Acht private Handelshäuser exportierten den Emmentaler Käse von Langnau aus in die ganze Welt. Im Rahmen der Europäischen Tage des Denkmals organisierte die Regionalgruppe Burgdorf-Emmental des Berner Heimatschutzes einen geführten Rundgang zu den Käsehäusern von Langnau. Unter der Leitung von Madeleine Ryser und Ernst Roth macht sich eine stattliche Schar von Interessierten auf die Suche nach Spuren dieser Langnauer Käsedynastien. Beim Bahnhof richtet Ernst Roth — bis 1998 selbst Leiter einer Käseexportfirma — einleitende Begrüssungsworte an die Spurensucher.

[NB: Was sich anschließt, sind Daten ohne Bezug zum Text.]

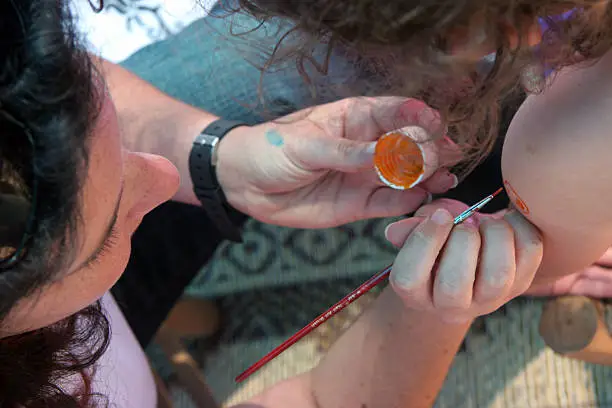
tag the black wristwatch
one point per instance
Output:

Er stellt sich als zwei Viertel «käsig» und zwei Viertel «leinen» vor und bezieht sich damit auf die Herkunft seiner Vorfahren aus zwei wichtigen Emmentaler Wirtschaftszweigen dieser Zeit. Ein erstes Mal setzt sich der rund sechzig Personen zählende Tross in Bewegung. Nach einigen Minuten erreicht die Gruppe das erste Käsehaus. Von hier aus war die Käsehandels- und Lehrerfamilie Lüthi tätig. «Das wichtigste Stockwerk eines Käsehauses ist der Keller», beginnt Ernst Roth seine Erläuterungen. «Mangelnde Alternativen veranlassten die damaligen Bauherren, quasi den Minergie-Standard des 18. und 19. Jahrhunderts zu erfinden, indem sie die Keller in den Boden bauten und damit eine gute Isolation erreichten.» Madeleine Ryser, Leiterin des Regionalmuseums «Chüechlihus» am Langnauer Bärenplatz, bringt den Gästen die Entwicklung des Gebietes rund um den Bahnhof näher. Bis zur Ankunft der Eisenbahn im Jahre 1864 war das Gebiet nur dünn besiedelt. Die Erschliessung setzte erst in der Folge des Bahnanschlusses ein. Die Bahn war auch für die Transportbedürfnisse der Käsehandelsfirmen sehr wichtig.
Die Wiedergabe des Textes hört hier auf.